The most common type of primary lung cancer is carcinoma, a malignant tumor derived from the epithelial tissue. It is one of the four major types of cancers.

Dogs that are exposed to secondary smoke are at a higher risk, as they live in urban areas. Like most other canine cancers, lung cancer is seen more in older dogs and does not present significant symptoms in its early stages.

A non-productive chronic cough (dry cough without throwing up mucus or fluid) is one of the major symptoms that indicate problems with the lungs and the upper respiratory tract.

A cough that produces blood is a sign that indicates that lung cancer has progressed. Other signs of progression include labored respiration (a condition known as dyspnea).

This occurs when the tumor is large enough to pressurize the trachea. However, dyspnea can also be caused by swelling from excessive accumulation of watery fluid around the lungs (edema or pleural effusion).

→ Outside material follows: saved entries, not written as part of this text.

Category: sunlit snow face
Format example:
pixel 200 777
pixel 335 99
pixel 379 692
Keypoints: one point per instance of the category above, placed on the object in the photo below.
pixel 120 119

Some dogs may show signs of lameness as lung tumors tend to metastasize to limbs, and also have a secondary effect on bone growth.

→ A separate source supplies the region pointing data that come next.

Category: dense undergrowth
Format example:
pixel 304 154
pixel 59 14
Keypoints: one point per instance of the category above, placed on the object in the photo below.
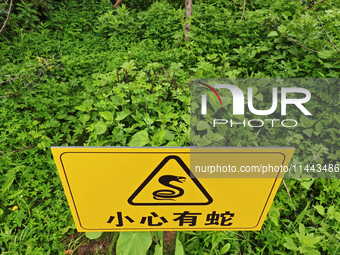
pixel 83 74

Most lung tumors are in the shape of a single abnormal mass, and a preliminary diagnosis is usually done with X-Rays of the chest. Chest X-Rays also help to rule out edema and reveal the size of the heart and cardiovascular network.

If a tumor is seen, examination with a fine needle aspirate and biopsy of lung tissue may have to be done to confirm malignancy.

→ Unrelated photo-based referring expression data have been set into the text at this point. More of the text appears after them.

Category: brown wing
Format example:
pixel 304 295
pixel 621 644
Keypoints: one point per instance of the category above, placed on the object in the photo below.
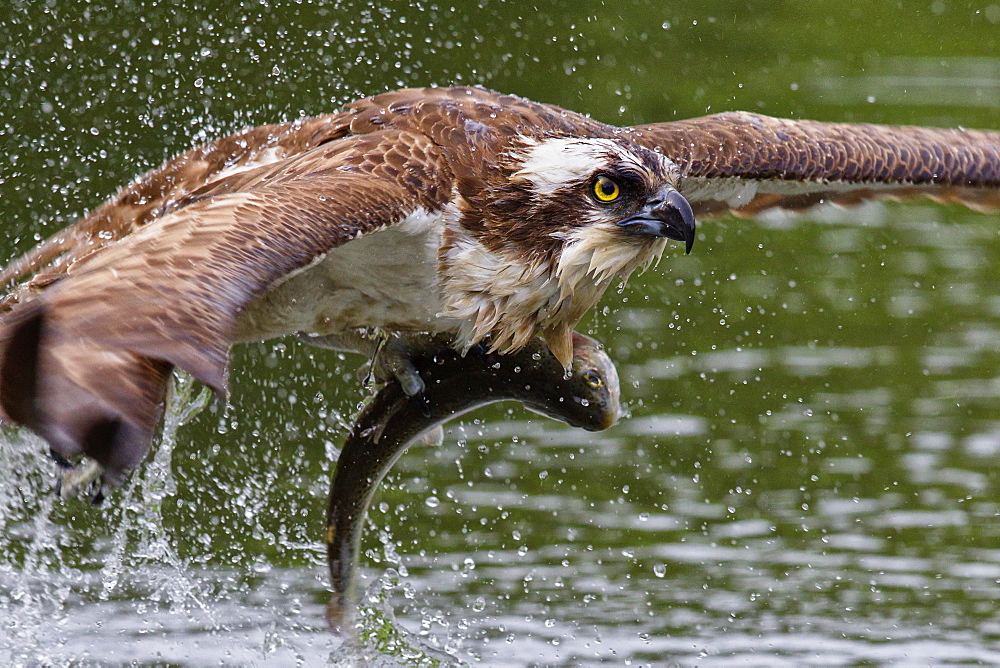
pixel 85 362
pixel 746 163
pixel 159 190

Treatment for Lung Cancer in Dogs

Cancer treatment in dogs follows the same path, irrespective of the type of cancer and where it occurs. The available choices remain the same - surgery, chemotherapy and radiation therapy. Homeopathic cancer treatment of dogs can also be considered to halt progression of the disease.

In the case of primary lung cancer, surgery is the preferred treatment if the tumor is small, because complete excision may not be possible in all cases. Surgery is ruled out in cases of metastatic lung cancer.

Chemotherapy, after surgery or as a primary treatment choice, has shown good results in controlling the progression of lung cancer. Lung cancer in dogs usually proves to be fatal, and after treatment, you will be required to provide extra home care to monitor the side effects of strong drugs and provide comfort for as long as the dog lives.